Who loves shopping with gift certificates? I do! Gift certificates give you an excuse to buy things that you normally wouldn’t buy. They tinge your shopping with a bit of frivolity. You never buy socks, or wooden spoons, or computer paper with them– at least I don’t. I was given a gift certificate awhile back, so I was sitting at my computer, pondering what to buy at the Sur la Table site, when this amazing pan jumped out at me. A brownie pan that ensures a delectable edge piece? I had to have it.

At the risk of this blog turning into an advertisement for this pan, or a site with glaring evidence of product placement, I just had to show you. For someone like me. and apparently countless others, who love those extra chewy, browned to perfection, crispy edged morsels of brownies, bar, or anything baked in a Pyrex container, this pan is perfect. With a sturdy, meandering curve throughout, this pan guarantees at least two edges in every slice. Genius!

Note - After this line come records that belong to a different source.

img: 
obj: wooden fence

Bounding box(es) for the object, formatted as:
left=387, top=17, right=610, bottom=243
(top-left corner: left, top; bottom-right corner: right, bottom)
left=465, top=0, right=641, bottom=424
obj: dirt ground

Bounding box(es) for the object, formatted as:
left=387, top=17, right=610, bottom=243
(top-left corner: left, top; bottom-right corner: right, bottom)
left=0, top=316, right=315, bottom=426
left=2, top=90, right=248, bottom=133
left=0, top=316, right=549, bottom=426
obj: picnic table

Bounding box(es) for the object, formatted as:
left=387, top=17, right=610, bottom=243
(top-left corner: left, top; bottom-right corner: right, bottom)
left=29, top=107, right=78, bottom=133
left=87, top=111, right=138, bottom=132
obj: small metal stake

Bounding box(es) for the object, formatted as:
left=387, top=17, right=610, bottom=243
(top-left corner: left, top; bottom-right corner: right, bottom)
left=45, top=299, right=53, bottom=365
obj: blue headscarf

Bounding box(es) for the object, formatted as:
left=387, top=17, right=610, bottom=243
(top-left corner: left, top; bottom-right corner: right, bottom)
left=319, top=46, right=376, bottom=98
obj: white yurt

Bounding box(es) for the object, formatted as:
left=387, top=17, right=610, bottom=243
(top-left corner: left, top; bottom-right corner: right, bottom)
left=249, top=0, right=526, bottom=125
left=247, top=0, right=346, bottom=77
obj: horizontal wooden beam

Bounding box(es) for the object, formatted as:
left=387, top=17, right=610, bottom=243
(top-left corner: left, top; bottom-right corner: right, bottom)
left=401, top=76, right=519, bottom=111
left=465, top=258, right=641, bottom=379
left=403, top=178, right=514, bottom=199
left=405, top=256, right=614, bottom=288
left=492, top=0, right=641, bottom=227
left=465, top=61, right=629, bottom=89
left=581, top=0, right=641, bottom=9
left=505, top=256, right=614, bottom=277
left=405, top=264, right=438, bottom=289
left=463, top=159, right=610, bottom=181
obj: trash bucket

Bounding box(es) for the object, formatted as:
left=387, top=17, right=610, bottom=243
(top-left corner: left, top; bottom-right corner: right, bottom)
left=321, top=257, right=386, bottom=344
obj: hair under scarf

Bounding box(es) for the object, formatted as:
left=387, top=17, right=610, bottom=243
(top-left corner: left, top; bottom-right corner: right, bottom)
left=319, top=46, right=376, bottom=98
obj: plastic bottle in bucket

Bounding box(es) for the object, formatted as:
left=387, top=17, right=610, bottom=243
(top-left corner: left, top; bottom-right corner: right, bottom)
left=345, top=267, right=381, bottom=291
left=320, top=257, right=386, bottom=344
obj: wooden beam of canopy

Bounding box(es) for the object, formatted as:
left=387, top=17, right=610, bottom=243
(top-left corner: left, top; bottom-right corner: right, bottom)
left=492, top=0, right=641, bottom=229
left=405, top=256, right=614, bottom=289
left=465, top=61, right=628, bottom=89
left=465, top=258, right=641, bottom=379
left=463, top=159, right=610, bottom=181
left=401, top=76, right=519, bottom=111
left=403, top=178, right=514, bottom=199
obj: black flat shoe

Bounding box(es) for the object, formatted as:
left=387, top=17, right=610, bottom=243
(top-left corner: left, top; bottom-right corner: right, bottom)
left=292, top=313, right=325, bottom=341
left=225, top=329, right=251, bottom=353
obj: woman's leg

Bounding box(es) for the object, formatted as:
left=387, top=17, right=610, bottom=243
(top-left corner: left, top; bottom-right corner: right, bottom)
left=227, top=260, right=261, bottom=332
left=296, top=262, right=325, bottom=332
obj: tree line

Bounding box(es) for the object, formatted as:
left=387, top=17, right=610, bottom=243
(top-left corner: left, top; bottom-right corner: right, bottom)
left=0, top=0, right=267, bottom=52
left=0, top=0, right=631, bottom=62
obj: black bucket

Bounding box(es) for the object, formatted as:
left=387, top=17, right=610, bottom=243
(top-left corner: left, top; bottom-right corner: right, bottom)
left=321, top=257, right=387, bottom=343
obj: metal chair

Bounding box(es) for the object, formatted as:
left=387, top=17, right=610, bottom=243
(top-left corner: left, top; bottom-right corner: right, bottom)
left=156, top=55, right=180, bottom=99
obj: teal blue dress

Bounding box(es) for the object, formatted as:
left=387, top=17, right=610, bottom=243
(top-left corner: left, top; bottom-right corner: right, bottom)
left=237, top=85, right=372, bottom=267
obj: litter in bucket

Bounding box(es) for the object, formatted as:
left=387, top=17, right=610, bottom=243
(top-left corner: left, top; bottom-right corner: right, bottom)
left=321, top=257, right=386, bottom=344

I waited the requisite five day mail delivery, tore open the package, and made a batch of brownies that evening. They did not disappoint. I think that even a mediocre brownie recipe (which mine actually turned out to be) is made infinitely better with this pan. No more slicing the edges off of a bar for me– my baking life has been forever changed! (Okay, that may be a little bit of an exaggeration, let just say, the pan makes a damn good brownie.)